How is that a good argument; idea 'X' has been around for long, hence 'X' is true?

"Eh? Marriage hasn't been around for centuries?!?"
The same 'purpose or definition' has not been around. In the sentence: "It's not even true that the purpose/definition of marriage itself has been around for centuries.", the subject of the action 'has been around' is 'purpose/definition'. Try again if you still disagree, but it seems to me that we do, because you say that races were mixing at some point, but they also were not, and it was even illegal, so the definition changed.

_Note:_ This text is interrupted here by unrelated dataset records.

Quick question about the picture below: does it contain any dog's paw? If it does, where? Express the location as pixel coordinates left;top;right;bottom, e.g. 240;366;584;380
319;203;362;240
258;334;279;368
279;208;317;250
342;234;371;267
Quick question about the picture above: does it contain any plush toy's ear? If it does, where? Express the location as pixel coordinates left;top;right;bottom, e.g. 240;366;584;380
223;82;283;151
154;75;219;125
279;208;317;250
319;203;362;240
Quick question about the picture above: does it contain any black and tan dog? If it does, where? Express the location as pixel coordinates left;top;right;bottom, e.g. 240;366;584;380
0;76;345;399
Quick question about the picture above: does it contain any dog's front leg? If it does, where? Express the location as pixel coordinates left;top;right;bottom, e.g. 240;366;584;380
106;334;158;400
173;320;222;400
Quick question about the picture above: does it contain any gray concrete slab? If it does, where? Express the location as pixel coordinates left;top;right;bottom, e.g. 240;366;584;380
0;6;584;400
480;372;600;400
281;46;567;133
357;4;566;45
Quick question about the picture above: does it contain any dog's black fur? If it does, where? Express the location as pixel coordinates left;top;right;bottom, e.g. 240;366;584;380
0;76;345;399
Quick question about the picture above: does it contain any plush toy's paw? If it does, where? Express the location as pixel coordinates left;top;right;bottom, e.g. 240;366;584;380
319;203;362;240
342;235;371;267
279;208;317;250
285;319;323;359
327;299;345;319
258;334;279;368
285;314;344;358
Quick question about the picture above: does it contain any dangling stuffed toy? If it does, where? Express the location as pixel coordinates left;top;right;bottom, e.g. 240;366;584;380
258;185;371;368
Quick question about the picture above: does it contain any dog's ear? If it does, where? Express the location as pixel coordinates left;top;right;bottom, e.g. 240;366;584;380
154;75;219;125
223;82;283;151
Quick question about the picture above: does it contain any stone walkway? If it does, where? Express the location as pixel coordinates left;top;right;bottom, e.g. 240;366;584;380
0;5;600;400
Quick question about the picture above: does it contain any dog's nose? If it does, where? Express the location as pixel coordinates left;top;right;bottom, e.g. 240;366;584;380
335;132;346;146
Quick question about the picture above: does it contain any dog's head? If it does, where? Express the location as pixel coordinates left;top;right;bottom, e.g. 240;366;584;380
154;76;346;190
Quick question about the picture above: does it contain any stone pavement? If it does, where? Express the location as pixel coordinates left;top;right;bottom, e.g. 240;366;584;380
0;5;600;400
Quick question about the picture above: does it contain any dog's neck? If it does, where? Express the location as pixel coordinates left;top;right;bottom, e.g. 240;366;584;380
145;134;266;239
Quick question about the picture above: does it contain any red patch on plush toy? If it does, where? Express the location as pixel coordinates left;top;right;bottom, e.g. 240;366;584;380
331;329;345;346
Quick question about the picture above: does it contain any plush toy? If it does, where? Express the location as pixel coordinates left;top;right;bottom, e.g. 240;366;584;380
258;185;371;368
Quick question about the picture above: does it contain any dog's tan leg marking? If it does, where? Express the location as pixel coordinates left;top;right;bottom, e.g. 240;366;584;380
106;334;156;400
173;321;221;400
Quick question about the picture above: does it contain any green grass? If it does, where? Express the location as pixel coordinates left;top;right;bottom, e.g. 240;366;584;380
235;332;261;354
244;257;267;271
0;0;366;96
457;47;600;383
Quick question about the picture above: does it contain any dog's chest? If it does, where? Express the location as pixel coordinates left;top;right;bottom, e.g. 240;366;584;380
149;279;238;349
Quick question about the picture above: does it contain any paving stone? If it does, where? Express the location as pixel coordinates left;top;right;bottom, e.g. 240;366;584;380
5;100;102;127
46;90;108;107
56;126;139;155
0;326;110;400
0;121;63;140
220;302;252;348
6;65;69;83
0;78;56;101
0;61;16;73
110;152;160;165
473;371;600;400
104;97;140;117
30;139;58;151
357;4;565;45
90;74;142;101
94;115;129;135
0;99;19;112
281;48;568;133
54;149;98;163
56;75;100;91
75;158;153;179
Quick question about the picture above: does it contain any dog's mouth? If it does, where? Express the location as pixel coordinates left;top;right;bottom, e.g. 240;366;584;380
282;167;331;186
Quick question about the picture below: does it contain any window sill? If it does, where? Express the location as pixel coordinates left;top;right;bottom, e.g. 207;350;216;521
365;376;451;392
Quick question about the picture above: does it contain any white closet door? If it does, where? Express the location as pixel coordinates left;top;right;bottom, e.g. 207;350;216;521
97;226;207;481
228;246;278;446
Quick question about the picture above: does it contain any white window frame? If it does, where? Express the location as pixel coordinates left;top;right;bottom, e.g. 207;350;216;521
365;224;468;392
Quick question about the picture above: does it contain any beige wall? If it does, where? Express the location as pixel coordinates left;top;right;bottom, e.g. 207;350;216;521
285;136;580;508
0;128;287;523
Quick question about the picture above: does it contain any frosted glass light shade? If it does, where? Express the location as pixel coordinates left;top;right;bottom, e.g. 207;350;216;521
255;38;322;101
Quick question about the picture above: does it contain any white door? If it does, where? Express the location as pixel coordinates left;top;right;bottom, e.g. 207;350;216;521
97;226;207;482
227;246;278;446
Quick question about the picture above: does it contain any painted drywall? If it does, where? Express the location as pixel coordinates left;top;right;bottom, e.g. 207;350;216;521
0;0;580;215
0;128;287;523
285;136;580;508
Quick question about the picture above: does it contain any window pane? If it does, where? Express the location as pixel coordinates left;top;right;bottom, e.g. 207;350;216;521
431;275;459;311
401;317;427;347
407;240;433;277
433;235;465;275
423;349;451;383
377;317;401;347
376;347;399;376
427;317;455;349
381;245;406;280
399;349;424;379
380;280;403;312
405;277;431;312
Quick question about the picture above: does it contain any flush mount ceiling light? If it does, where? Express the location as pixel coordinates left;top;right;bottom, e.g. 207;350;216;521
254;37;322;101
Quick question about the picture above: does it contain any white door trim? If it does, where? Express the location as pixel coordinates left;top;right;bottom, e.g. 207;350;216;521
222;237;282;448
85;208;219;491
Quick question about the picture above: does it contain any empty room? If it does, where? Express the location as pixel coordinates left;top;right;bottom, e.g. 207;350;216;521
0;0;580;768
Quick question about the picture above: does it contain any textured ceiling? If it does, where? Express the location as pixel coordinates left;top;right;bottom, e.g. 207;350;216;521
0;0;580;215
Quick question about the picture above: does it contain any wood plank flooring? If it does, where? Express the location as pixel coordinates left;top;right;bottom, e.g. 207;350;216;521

"So what? Most parents would to want restrain their daughter from marrying an axe-murderer, say. (Wouldn't you?) People have lots of good reasons for wanting to restrain lots of things (and sometimes bad reasons too). That is again completely irrelevant to the nature of marriage."
Of course, parents should voice their opinion. Now the question is: should parents restrict the gender of the person their daughter wants to marry? Since you mentioned 'parents', it's a personal choice, and I think parents should be allowed to say that they would rather see their daughter marry a man. I think it would be evil of them to force or, or threaten her with whatever consequences they see fit, if she were to choose a woman, but it would still be legal.

"still no reason to link children to the issue.
Except for all the reasons we've already given that you have dismissed not with any actual arguments,
"
It's the opposite... I have given a list of multiple reasons why, under the law, marriage is not primarily about children. It happens that marriage does include some provisions regarding children, but there is no way you can argue that it's the only purpose, and not even the main one. Again, people have kids without being married, no problem under the law; people get married and don't have kids, no problem under the law.

Basically, if you are just arguing that 'for you' marriage is really just about kids, then fine... but why should anybody care?